# Farmall H Brake Linings



## rrausch (Jan 28, 2012)

Hi guys, I've got a Farmall H I've had for 20+ years, and it's about time I put some brakes on it. Is anyone selling just the linings for the original bands? I'd rather not spend $100+ on brake bands right now. If I could come up with some linings I'd reline the original bands myself. Any ideas?


----------



## Hoodoo Valley (Nov 14, 2006)

Countryboy is our go to guy for the international harvester info, but until he sounds off on that, welcome to tractorforum.com!


----------



## Country Boy (Mar 18, 2010)

I replaced the brakes on my H when I rebuilt it, though I don't recall spending that kind of money on them. I guess they went up quite a bit in the last 10 years. You could try looking for a set of good used ones from a tractor salvage yard, or online from a salvage place. I don't know of anyone selling just the brake material, though if you have anyone around that rebuilds clutches or things like that, they may be able to rebuild them for you.


----------



## rrausch (Jan 28, 2012)

Thanks guys. Country Boy, I did a quick on-line check and it looked like the cheapest pair was a little over $100.


----------



## rrausch (Jan 28, 2012)

OK, I got my linings and installed new seals (2) on each side under the drums and installed the linings and put the covers back on. Now I'm adjusting the brakes, and my manual says this: "tighten the adjusting screw all the way in and then back it off 1/2 turn". 

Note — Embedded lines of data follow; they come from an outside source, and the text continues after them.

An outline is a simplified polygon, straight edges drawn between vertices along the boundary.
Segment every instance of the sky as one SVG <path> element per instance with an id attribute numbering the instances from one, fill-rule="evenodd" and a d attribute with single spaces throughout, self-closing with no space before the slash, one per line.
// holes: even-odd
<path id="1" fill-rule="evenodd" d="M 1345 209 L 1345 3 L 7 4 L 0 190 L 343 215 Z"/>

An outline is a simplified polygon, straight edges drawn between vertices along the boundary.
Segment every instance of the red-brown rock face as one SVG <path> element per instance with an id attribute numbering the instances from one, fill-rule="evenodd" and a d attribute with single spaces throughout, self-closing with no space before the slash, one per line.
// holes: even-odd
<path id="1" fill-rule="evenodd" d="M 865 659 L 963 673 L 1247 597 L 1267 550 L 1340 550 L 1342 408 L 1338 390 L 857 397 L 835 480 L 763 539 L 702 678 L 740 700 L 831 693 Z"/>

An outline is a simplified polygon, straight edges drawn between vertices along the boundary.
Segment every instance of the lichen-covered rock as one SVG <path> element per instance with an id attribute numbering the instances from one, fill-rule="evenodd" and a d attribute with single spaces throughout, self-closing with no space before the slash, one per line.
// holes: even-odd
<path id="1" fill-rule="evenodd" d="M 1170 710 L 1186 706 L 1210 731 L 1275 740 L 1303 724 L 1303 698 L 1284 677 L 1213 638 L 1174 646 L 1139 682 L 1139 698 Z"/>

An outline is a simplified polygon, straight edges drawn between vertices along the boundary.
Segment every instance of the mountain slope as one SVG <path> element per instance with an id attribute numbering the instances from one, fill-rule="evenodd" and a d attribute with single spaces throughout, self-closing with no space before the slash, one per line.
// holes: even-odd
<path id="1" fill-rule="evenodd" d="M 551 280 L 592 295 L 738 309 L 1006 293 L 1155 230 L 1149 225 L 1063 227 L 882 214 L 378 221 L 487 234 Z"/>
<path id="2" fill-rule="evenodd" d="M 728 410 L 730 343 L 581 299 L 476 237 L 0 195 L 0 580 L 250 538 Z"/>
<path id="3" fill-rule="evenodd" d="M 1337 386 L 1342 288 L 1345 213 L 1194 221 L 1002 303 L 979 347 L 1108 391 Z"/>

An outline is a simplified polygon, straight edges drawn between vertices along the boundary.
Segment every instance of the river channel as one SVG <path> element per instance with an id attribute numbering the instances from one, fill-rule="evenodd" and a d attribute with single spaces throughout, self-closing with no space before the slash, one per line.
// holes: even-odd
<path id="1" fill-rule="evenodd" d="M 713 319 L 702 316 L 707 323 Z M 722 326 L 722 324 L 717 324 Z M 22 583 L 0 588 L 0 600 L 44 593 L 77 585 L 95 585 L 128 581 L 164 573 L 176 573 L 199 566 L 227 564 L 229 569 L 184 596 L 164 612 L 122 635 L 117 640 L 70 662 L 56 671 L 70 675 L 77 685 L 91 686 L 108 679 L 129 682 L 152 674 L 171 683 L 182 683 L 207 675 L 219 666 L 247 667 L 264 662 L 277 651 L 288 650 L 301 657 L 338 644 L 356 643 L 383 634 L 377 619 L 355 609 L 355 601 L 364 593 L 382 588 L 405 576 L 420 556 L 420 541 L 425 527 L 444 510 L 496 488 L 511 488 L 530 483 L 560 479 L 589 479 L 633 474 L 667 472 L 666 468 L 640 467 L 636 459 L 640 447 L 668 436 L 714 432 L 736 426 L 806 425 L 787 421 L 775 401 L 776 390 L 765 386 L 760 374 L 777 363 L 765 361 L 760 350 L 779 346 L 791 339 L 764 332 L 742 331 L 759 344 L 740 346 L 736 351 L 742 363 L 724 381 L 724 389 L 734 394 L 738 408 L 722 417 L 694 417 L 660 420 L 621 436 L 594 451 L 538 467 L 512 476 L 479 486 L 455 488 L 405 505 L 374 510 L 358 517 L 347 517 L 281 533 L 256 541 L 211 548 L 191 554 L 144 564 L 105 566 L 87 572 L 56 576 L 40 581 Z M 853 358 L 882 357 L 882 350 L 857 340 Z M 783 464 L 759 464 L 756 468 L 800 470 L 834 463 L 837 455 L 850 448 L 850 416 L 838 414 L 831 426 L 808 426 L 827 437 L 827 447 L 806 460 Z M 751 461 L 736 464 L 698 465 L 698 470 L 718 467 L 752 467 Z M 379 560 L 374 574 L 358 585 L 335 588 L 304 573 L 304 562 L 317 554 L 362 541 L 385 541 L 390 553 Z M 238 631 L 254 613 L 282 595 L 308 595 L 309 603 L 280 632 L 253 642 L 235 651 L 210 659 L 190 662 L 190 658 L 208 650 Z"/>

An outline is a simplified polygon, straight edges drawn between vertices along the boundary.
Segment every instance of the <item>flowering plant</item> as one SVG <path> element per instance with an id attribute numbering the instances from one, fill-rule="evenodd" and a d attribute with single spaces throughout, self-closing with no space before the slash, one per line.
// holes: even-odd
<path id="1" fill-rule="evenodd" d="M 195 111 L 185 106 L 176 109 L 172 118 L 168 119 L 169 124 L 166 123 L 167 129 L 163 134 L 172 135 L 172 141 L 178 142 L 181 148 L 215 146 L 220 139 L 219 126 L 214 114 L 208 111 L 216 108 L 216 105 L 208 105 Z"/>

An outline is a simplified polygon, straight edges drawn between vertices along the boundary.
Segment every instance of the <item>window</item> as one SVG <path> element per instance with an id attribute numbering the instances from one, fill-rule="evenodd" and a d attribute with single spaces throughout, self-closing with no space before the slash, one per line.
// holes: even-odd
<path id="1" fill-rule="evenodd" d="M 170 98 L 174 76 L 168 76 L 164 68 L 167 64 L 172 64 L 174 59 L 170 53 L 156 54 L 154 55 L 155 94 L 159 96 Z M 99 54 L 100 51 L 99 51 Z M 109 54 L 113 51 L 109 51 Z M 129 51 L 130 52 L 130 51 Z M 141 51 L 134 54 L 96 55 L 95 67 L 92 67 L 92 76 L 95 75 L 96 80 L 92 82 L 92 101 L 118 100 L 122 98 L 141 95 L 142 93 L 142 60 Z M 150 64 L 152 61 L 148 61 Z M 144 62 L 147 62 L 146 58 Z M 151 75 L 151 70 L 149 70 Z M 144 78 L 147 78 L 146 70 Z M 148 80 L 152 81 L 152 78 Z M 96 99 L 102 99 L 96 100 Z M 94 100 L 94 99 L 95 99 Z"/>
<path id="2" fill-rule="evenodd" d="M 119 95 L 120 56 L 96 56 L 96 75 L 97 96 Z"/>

Now if I really tighten it ALL THE WAY in I'm thinking that would deform the brake band. Or do they mean, to tighten the screw until it's really tight and THEN back it off 1/2 turn? The manual I have isn't written too well. I just can't see tightening that adjustment screw all the way in. Anybody?


----------



## Farmall1939 (Aug 11, 2012)

I would be guessing tightin it till u can feel it touch the housing then back it off 1/2 a turn so when your driving its not rubbing (how it would be if u tightened it all the way)


----------



## duksaloft (Mar 22, 2015)

I, years ag.o had brake shoes for a f12 done at clutch and friction in nova ohio. They did great work in a short time as I took the parts there and waited in town for an hour os till they were done. didn't cost me an arm and a leg either.


----------